James Cameron’ın iyi bir yönetmen olduğunu ikinci kez kanıtladığı filmdir Avatar. Titanic efsanesiyle bütün dünyada hasılat rekoru kıran usta yönetmen, bu filmden 11 yıl sonra kendi rekorunu yine kendi filmiyle kırdı. Özellikle 3D tekniğiyle, kendisinden sonraki yapımlarında bu anlamda önünü açtı. Filmin yaptığı hasılattan sonra 3 boyutlu filmler çoğaldı, 3D televizyon satışları arttı.
Neyse konumuz bu değil tabi.
2,5 saat civarında süren bir filme göre hataları da yok denilebilecek kadar az. Sadece bir kaç yerde devamlılık hatası var hepsi o. Bizde filme oralarda vuracağız ne yapalım?
Mesela ilk olarak, Parker mini golf oynarken Grace geliyor. Golf toplarının Grace gelmeden önceki haliyle geldikten sonraki hali aşağıda…

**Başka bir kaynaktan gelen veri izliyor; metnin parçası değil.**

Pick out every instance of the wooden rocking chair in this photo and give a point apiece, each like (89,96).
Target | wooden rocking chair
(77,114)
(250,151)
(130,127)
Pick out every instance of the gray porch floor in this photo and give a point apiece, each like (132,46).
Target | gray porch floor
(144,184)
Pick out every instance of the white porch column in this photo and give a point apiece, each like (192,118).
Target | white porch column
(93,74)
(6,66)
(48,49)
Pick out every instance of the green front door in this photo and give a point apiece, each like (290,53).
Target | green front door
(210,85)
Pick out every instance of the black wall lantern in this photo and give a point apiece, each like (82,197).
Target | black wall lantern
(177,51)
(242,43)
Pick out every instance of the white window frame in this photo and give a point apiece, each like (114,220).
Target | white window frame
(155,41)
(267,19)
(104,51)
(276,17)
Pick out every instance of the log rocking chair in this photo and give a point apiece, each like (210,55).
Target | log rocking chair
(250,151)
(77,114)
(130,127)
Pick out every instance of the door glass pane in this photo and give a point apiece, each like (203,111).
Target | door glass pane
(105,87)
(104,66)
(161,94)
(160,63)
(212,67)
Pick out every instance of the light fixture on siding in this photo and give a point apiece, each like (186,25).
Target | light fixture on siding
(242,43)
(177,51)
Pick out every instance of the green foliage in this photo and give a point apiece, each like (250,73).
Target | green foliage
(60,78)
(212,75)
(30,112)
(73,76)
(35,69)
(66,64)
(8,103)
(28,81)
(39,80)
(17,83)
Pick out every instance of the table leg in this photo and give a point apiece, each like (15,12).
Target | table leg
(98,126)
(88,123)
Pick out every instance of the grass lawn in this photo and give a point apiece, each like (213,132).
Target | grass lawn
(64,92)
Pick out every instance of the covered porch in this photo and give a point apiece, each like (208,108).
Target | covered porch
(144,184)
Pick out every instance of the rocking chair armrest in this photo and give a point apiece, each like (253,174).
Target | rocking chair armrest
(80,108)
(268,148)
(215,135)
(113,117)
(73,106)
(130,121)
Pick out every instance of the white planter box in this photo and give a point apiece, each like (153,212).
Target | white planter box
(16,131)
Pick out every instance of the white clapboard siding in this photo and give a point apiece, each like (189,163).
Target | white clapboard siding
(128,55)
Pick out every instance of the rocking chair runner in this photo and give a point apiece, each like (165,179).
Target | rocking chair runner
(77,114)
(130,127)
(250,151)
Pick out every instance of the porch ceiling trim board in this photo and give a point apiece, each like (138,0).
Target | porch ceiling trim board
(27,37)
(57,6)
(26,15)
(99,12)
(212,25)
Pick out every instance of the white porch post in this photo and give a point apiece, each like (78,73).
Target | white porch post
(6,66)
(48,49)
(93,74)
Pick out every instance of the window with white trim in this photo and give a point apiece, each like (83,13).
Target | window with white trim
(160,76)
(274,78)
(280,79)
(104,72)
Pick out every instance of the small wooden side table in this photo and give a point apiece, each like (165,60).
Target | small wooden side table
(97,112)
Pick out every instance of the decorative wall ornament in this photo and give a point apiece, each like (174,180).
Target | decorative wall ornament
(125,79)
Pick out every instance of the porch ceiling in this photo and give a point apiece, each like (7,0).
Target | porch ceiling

Başka bir tane daha… Neytiri ile Jack kutsal ağacın altında konuşuyorlar. “Burası duaların duyulduğu bir yer” diyor Neytiri. Bunu söylerken resimde de göreceğiniz gibi saçının kuyruğu sırtına düşmüş bir halde, fakat o cümleden sonra kamera açı değiştirdiğinde Neytiri’nin kuyruğu önüne gelmiş, nasıl olmuşsa?
Daha yok mu? Var tabikii… Jack makineye bağlanıp Navi oluyor. Geri geldiğinde biraz afallıyor ve Dr. Grace elini Jack’in omzuna koyup “Nasıl, Avatar’ı beğendin mi?” diye soruyor. Bir kare sonrasında Jack “Evet” derken ise Doktor kızımızın ellerinin orada olmadığını görüyoruz! Allah allah…
Bu blogda Avatar ile ilgili söyleyebileceğimiz son “devamlılık” hatası ise yine Jack’in başının altından çıkıyor. Jack, Komutan’a Navi’lerle ilgili bilgi vermek üzere masada. Elleri de masanın üzerinde konuşuyor. Ama kamera Jack’in arkasına geçtiğinde –ki aynı konuşma devam ediyor, farklı bir sahne de değil- bu sefer beyimizin ellerini arkasına kavuşturduğunu görüyoruz;
Dediğimiz gibi 2,5 saat süren, 3 boyutlu, çoğu kişilerce çığır açtığı bile söylenen bir filmin sadece bir kaç basit devamlılık hatası barındırması onun 14 yıllık uğraşa ne kadar değdiğinin bir göstergesi.